The stockholders(s) hereby appoint(s) William A. Mathies and L. Bryan Shaul, or either of them, as proxies, each with the power to appoint his substitute, and hereby authorizes each of them to represent and to vote, as designated on the reverse side of this proxy, all of the shares of Common Stock of SUN HEALTHCARE GROUP, INC. that the stockholder(s) is/are entitled to vote at the Special Meeting of Stockholder(s) to be held at 9:00 AM, PDT on                     , 2012, at the Hilton Irvine/Orange County Airport, located at 18800 MacArthur Blvd., Irvine, California 92612, and any adjournments or postponements thereof.
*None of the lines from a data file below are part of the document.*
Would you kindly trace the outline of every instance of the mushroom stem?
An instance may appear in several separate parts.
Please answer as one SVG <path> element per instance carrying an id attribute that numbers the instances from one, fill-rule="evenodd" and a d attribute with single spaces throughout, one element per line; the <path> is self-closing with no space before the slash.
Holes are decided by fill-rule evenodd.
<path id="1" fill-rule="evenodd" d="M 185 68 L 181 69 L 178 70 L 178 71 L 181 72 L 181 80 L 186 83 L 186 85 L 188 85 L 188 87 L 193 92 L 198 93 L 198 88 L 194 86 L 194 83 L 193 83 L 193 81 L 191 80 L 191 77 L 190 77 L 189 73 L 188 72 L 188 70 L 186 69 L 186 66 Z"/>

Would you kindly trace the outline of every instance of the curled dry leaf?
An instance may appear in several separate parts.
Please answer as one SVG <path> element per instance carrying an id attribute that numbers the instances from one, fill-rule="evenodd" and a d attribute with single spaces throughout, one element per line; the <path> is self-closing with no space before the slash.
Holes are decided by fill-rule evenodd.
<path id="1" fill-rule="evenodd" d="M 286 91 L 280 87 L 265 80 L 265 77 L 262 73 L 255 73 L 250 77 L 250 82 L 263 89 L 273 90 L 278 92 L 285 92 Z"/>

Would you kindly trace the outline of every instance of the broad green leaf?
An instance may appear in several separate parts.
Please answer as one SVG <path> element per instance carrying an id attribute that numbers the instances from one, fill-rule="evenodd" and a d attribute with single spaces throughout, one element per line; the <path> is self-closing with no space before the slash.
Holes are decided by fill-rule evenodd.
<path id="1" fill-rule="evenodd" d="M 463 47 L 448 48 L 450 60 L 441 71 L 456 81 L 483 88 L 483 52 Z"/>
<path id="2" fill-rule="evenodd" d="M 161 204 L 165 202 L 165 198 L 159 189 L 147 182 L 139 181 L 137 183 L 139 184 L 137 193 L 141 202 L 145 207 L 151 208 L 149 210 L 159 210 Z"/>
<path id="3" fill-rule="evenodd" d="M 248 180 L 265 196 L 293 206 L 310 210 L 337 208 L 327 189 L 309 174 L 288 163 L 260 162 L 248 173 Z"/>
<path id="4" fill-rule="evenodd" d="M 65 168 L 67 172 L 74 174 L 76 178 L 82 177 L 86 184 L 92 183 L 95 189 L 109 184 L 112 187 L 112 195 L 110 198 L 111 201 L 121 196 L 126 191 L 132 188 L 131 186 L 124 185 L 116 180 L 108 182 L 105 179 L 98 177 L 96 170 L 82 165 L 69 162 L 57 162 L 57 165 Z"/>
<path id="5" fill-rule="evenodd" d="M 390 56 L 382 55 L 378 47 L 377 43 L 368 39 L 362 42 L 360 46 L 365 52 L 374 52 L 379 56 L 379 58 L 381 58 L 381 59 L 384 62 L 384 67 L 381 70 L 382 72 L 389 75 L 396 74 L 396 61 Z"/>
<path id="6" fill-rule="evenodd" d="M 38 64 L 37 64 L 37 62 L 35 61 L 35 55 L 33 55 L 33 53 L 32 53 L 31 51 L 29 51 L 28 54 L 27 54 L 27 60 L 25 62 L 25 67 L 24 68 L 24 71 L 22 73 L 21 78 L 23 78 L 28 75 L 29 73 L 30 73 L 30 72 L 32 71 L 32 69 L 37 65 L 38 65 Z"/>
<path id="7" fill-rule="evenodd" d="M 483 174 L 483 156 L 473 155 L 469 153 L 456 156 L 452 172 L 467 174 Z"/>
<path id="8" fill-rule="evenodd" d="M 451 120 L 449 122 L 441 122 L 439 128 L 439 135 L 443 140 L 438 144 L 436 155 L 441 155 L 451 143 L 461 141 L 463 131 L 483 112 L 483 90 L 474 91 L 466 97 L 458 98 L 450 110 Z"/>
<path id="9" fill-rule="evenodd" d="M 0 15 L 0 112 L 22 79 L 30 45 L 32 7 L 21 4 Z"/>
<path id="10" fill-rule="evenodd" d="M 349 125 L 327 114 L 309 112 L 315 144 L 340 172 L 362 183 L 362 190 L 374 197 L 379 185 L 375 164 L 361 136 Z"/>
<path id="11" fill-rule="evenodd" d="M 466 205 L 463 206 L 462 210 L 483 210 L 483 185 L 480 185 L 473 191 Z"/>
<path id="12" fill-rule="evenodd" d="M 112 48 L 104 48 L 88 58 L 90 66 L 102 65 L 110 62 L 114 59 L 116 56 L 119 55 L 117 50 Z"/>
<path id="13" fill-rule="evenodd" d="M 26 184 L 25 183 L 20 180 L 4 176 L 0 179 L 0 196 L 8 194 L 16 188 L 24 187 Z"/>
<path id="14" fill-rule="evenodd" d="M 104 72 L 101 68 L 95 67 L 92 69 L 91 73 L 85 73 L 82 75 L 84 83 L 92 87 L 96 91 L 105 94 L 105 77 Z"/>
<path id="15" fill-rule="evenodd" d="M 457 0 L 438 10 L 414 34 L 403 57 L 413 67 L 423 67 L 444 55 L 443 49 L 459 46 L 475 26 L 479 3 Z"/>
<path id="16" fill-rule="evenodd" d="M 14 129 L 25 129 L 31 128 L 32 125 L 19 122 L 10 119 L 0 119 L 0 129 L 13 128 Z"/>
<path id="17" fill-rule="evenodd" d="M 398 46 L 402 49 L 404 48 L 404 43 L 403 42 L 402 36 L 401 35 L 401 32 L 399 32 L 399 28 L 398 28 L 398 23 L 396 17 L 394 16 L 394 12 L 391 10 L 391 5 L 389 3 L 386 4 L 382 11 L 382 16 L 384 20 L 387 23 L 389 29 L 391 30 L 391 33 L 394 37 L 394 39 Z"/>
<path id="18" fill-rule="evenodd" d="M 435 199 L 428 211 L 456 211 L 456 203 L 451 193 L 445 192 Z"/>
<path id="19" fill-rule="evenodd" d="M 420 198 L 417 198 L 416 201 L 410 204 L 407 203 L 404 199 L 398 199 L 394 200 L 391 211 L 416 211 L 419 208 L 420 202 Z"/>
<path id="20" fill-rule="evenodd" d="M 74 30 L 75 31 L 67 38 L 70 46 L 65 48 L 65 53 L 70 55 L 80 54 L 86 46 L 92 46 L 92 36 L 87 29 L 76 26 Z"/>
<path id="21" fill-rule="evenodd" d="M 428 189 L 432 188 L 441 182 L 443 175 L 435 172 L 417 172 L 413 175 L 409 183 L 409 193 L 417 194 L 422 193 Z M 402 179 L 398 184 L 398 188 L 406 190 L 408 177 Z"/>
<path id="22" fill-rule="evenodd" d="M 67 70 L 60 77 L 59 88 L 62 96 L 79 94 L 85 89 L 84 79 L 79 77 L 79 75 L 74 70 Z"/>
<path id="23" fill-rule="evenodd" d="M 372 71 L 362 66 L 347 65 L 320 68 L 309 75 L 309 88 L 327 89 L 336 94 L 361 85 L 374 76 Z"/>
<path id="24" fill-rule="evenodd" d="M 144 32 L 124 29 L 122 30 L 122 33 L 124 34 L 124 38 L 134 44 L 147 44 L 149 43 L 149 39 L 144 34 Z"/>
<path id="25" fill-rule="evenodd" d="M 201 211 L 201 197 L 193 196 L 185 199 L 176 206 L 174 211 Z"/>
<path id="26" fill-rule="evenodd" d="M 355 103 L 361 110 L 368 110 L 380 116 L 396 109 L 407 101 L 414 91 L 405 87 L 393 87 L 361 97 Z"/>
The proposals referred to on the reverse side hereof are described in the Proxy Statement, dated as of                     , 2012, which is being delivered herewith in connection with the Special Meeting of Stockholders.

 

This proxy, when properly executed and returned, will be voted in the manner directed herein. If no such direction is made this proxy will be voted in accordance with the Board of Directors’ recommendations indicated on the reverse side hereof. Whether or not direction is made, each of the named proxies is authorized to vote in his discretion on such other business as may properly come before the Special Meeting of Stockholders or any adjournments or postponements thereof.

 

PLEASE MARK, SIGN, DATE AND RETURN THIS PROXY CARD PROMPTLY USING THE ENCLOSED ENVELOPE. IF YOU CHOOSE TO VOTE THESE SHARES BY TELEPHONE OR INTERNET, YOU DO NOT NEED TO RETURN THIS PROXY. PLEASE NOTE THAT A FAILURE TO VOTE THESE SHARES EITHER IN PERSON AT THE MEETING OR BY SUBMITTING YOUR PROXY BY MAIL, TELEPHONE, OR INTERNET IS THE EQUIVALENT OF A VOTE AGAINST THE ADOPTION OF THE MERGER AGREEMENT.